Online boutique aggregator has entered its sixth country: the Netherlands.

Olga Vidisheva, founder and chief executive officer, said the platform already has a presence in the U.S., the U.K., France, Canada and Australia. “For us, at the core of who we are is globalization. We want to be in all these places that you don’t get to travel to over the weekend,” Vidisheva said.

The ceo said the company so far has been targeting countries that have both travel appeal and are English speaking. France was the exception, but that’s due to its fashion and cultural influences and because for many the country is a “dream destination,” she said.

Vidisheva said the company uses a “rubric” to assess which markets to go after. The analysis includes: retail environment factors, such as how attractive the market is from an opportunity-size perspective; Shoptiques economic factors, such as attractiveness of market from a profitability perspective; strength of supply, such as what the potential supply of boutiques in the targeted market, and ease of operations, such as logistical issues.

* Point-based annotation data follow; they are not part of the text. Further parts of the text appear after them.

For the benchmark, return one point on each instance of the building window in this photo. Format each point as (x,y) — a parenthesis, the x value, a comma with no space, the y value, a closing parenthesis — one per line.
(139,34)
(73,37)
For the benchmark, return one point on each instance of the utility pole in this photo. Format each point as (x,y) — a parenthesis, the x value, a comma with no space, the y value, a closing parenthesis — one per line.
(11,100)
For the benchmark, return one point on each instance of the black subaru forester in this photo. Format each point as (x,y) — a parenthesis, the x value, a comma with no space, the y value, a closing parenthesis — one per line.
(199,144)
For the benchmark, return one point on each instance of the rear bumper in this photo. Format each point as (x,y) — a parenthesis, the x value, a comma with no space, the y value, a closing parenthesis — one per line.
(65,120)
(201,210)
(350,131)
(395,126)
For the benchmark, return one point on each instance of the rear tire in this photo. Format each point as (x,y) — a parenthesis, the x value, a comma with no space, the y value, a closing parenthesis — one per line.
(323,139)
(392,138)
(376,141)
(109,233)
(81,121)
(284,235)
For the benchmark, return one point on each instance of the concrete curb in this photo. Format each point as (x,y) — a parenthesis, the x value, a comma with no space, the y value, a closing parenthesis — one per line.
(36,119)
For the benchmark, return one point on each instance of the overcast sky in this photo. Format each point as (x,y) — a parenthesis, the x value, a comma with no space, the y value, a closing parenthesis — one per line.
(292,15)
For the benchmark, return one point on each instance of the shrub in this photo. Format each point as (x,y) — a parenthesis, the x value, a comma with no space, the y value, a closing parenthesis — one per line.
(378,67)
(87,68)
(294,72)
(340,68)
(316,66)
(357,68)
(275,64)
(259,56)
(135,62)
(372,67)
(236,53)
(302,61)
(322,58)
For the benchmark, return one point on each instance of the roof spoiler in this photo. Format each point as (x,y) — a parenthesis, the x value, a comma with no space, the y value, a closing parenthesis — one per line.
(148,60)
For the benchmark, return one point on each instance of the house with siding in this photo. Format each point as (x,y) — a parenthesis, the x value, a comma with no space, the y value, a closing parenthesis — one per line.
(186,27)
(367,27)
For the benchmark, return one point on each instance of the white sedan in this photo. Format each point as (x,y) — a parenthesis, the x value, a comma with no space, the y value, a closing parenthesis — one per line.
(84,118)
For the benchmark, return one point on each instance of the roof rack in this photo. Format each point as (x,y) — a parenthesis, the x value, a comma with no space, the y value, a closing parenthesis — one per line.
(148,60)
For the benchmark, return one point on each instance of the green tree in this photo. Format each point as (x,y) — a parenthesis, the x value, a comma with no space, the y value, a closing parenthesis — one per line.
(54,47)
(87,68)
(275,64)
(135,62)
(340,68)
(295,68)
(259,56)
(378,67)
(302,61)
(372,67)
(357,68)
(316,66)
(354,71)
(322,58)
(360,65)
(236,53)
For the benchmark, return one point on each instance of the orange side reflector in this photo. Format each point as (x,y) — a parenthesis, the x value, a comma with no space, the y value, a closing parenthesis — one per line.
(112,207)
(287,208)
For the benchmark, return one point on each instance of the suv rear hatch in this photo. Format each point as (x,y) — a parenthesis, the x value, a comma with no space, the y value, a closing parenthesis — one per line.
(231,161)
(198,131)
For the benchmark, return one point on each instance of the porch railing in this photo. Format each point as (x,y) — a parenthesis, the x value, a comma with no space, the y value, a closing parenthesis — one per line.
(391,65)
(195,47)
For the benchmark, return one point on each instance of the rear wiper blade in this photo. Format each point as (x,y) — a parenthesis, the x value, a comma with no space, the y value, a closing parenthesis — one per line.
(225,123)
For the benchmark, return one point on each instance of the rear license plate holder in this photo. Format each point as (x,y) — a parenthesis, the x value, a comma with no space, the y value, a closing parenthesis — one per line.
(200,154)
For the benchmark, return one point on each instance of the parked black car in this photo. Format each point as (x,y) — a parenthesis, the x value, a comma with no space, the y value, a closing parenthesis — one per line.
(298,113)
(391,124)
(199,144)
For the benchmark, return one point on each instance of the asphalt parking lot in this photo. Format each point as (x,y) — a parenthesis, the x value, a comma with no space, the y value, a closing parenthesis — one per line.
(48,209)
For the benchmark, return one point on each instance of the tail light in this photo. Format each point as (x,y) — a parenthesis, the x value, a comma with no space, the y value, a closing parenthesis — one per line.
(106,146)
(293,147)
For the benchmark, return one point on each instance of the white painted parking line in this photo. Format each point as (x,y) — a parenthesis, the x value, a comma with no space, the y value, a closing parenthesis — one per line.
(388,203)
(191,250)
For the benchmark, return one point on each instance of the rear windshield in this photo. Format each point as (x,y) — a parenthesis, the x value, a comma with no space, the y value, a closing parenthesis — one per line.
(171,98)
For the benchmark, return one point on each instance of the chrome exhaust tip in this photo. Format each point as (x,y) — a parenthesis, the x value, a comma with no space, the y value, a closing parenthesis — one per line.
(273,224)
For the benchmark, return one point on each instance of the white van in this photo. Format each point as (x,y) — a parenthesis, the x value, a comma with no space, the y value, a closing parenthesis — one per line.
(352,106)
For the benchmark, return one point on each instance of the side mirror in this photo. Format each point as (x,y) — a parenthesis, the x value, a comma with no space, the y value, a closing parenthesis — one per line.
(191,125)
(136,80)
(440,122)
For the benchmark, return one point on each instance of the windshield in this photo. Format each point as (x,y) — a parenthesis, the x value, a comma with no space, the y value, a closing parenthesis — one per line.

Vidisheva said there isn’t any set number of boutiques required for the platform before deciding whether to enter a market. “That really depends on the country. In the Netherlands, the predominant place is just Amsterdam. Most tourists go there as well. In Canada, there were a lot of cities that were brought on board,” she said.

The company makes adjustments in pricing for each locale since it takes care of duties and taxes, and in some cases, because the goods are exported, it also takes out the value-added tax from the pricing.

The boutique aggregator was initially funded through friends and family, and there was a seed round that included Andreessen Horowitz and Greylock Partners as investors. The site initially launched its platform in October 2011. Its operating model provides for a split by percentage of the sales between itself and the boutique owner.